Pekerja bantuan mengatakan virus itu dapat menyebar tanpa terdeteksi di kamp-kamp---di mana menjaga jarak yang aman dan mencuci tangan secara teratur adalah sebuah tantangan---dengan keprihatinan khusus untuk Ibu Kota Mogadishu, yang menampung sekitar 800.000 orang yang kehilangan tempat tinggal.

Pejabat dari kementerian kesehatan Somalia tidak segera dapat dimintai komentar.

"Sejauh ini, tidak ada kasus COVID-19 yang terdaftar di kamp-kamp di Mogadishu," kata juru bicara pemerintah Ismail Mukhtar Omar kepada Thomson Reuters Foundation.

"Pemerintah telah mengambil langkah-langkah kuat dan penting untuk mengekang virus dan meningkatkan kesadaran di antara orang-orang yang telantar secara internal. Pemerintah Somalia telah berhasil menyediakan bahan-bahan pencegahan, seperti perangkat kebersihan, kepada para pengungsi,” Omar menjelaskan.

Somalia yang miskin secara teratur menderita kekeringan yang berkepanjangan dan banjir bandang---yang mengancam mata pencaharian masyarakat dan kelaparan yang memburuk di tengah konflik yang sedang berlangsung antara pemerintah yang didukung Barat dan kelompok militan Islam Al Shabaab.

Sebagian besar pengungsi internal (IDP) tinggal di kamp-kamp yang padat di kota-kota di seluruh Somalia, bergantung pada upah harian dan dengan akses terbatas ke layanan kesehatan dan sanitasi yang berkualitas.
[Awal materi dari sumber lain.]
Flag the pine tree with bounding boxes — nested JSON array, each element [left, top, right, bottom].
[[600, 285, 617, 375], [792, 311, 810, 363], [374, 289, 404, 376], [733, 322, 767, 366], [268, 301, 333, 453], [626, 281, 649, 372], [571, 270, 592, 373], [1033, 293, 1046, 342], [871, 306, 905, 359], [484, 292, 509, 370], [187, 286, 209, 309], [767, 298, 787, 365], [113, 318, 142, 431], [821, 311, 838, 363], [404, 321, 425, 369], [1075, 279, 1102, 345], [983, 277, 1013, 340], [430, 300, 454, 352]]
Diare dan campak berair akut telah dilaporkan di beberapa klinik, kata Guzman.

ICRC bekerja dengan sukarelawan Bulan Sabit Merah Somalia untuk mendesinfeksi kamp, menguji orang dan melacak kontak.

Guzman mengatakan itu adalah tugas yang rumit karena banyak orang tidak dapat memberikan rincian kontak atau tidak memiliki ponsel.

"Sepertinya sangat mungkin bagi saya bahwa ada kasus yang tidak terdeteksi di kamp IDP," kata Suze van Meegen, penasihat advokasi global untuk Dewan Pengungsi Norwegia, yang baru-baru ini melakukan penelitian tentang dampak COVID-19 di kamp-kamp Mogadishu.

"Kami berbicara dengan para pemimpin masyarakat. Sembilan dari mereka melaporkan kepada kami bahwa mereka mengira telah terjadi kematian baru-baru ini akibat dari COVID-19. Ini hanya persepsi, tetapi saya pikir itu mengindikasikan kemungkinan ada kasus di kamp-kamp tersebut,” kata Meegen.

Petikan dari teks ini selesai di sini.